Several studies have demonstrated that systemic low-grade inflammation plays a role in OA, and IL-6,12,13 IL-8,37 TNFR1, and TNFR214 have been associated with OA pain and functional impairment. This is supported by our findings wherein biomarkers of both the IL-6 and TNF family were associated with pain and PDI together with IL-8 and IL-1α. Thus, the models included several biomarkers from several different cytokine families. This is also in accordance with previous studies of low-grade systemic inflammation, where outcomes were better predicted by a combination of biomarkers from several levels of the inflammatory system than from one biomarker alone.12,38
We are not aware of any previous studies exploring the association between low-grade systemic inflammation and outcome after THA. However, in patients with knee OA, Giordano et al39 found one subgroup of patients in whom altered preoperative levels of inflammatory biomarkers were associated with worse pain intensity and function score 12 months after total knee arthroplasty. In another study of knee OA, the effect of a diet and exercise programme was evaluated.12 Improvements of pain and function were predicted by the combined change in TNF, IL-6, soluble IL-1 receptor, and CRP, independent of weight loss. This supports our findings that low-grade systemic inflammation not only plays a role in symptom presentation of OA, but could also be a predictor of the response to treatment of OA. The mechanism behind this association remains to be elucidated, but OA pain and persisting pain after THA are multifactorial,8 and the association with structural pathology is relatively weak.4,40-42 It has been hypothesized that several subtypes of OA exist, where inflammation plays a more important role in some subtypes.18 Our results support the hypothesis that in cases where systemic inflammation is an important driver of pain and functional impairment, surgical treatment may be less effective. The potential for using preoperative profiles of inflammatory blood biomarkers, possibly together with existing pretreatment predictors, for a more stratified patient selection for THA, should be explored in larger studies.

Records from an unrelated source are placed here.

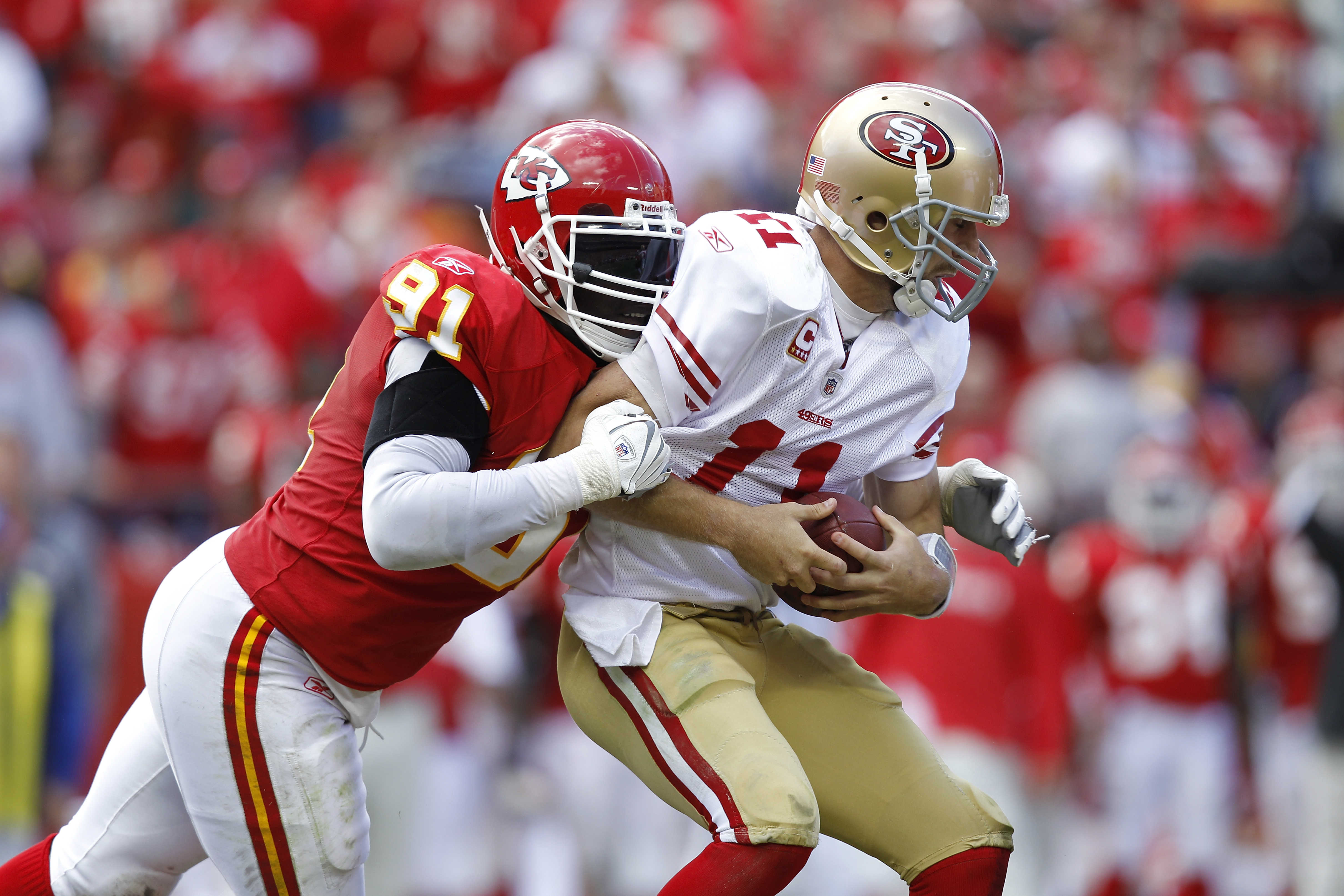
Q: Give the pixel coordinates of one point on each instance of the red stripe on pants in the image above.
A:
(252, 776)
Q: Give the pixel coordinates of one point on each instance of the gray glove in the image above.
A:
(984, 507)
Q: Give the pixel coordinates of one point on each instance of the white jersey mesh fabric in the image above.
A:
(767, 404)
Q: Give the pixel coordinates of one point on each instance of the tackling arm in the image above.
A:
(767, 540)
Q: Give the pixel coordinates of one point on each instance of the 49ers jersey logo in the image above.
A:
(897, 136)
(532, 170)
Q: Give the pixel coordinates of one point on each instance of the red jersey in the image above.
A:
(991, 663)
(1295, 597)
(303, 558)
(1158, 621)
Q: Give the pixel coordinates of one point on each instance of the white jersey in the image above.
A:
(764, 404)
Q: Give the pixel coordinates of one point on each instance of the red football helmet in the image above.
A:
(583, 218)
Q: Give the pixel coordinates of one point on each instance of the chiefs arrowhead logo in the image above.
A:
(530, 171)
(897, 136)
(454, 265)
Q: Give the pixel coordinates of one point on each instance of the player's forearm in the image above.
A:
(609, 385)
(681, 510)
(422, 510)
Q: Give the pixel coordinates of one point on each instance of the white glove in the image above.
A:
(984, 507)
(621, 453)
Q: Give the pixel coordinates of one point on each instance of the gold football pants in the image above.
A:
(765, 734)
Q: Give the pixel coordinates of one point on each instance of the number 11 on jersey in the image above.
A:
(753, 440)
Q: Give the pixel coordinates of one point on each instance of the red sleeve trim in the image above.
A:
(687, 375)
(695, 355)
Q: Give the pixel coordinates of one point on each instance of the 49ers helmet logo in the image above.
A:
(529, 171)
(897, 136)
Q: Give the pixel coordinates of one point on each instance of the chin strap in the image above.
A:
(497, 256)
(908, 301)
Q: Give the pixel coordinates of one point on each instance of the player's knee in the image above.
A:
(771, 791)
(975, 872)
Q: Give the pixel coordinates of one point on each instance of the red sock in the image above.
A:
(738, 870)
(29, 874)
(976, 872)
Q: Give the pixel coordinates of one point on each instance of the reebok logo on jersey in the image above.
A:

The exact role of neuroinflammation in OA pain in humans is not fully clear. Elevated levels of pro-inflammatory biomarkers, including IL-1β and IL-8, have been inconsistently demonstrated in patients with OA and interpreted as a sign of central neuroinflammation.17,43-45 While some studies have reported an association between elevated pro-inflammatory biomarkers in CSF, central sensitization, and pain,45 other studies have conversely reported a negative correlation between pro-inflammatory CSF biomarkers, pain, and disability.43,44 In our study, we did not find a simple picture of elevated pro-inflammatory and reduced anti-inflammatory biomarkers to be associated with pain and PDI. Rather, we found pain to be associated with higher levels of IL-6, IL-6R, and TNFR2 and reduced levels of IL-1Ra and TNFR1. TNFR2 and IL-1Ra are predominantly considered anti-inflammatory, while the rest are considered pro-inflammatory. Worse PDI was associated with lower levels of gp130 and TNF, and higher levels of IL-1β, which are all considered predominantly pro-inflammatory. However, this complexity is well documented in studies of chronic inflammation and inflammaging,38,46 where activation of the immune system was associated with a variation of simultaneous changes in both pro- and anti-inflammatory markers, illustrating the complex and sometimes subtle feedback mechanisms in the inflammatory response.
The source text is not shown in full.